Data: 2004-05-25 10:40:28
Temat: Re: CZY KTOS PRÓBOWAŁ pIJANEGO iZYDORA ??
Od: "waldek" <x...@o...pl>
Pokaż wszystkie nagłówki
wiku napisał(a):
> waldek wrote:
>
>> Ja się dopiero przymierzam.
>> Zastanawiam się tylko, czy kupić ćwiartkę polskiego produktu
>> rumopodobnego, czy raczej postawić na oryginał.
>
> zdecydowanie oryginalny rum, a jesli juz musisz polski, to daj go duzo
> mniej, poniewaz jest zbyt intensywny (to sie bierze stad, ze tak
> naprawde jest to alkohol zmieszany z aromatem rumu)
===
Z tego, co napisała Aretka, ten prawdziwy też jest zbyt aromatyczny.

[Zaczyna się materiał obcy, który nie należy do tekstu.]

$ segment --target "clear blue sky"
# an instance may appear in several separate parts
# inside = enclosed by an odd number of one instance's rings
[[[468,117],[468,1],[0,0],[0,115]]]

W
każdym razie istota tego ciasta opiera się nie tyko na procentach, ale też
na aromacie. Nie można więc przesadzić, ale zbytnia oszczędność byłaby
również nie na miejscu.
Interesuje mnie tylko, jak ten fachman z tv dobrał takie proporcje. Przecież
nie celowo - aby nie smakowało.
Może więc chodzi o gatunek rumu, jakąś droższą, szlachetniejszą butelczynę?
Z wódką to wszystko dla nas jest jasne. Wiadomo, które jak smakują i byle
badziewia nikt nie doleje do ciasta, bo będzie śmierdziało. O rumach
normalny Polak wie raczej mało, więcej już o łyski.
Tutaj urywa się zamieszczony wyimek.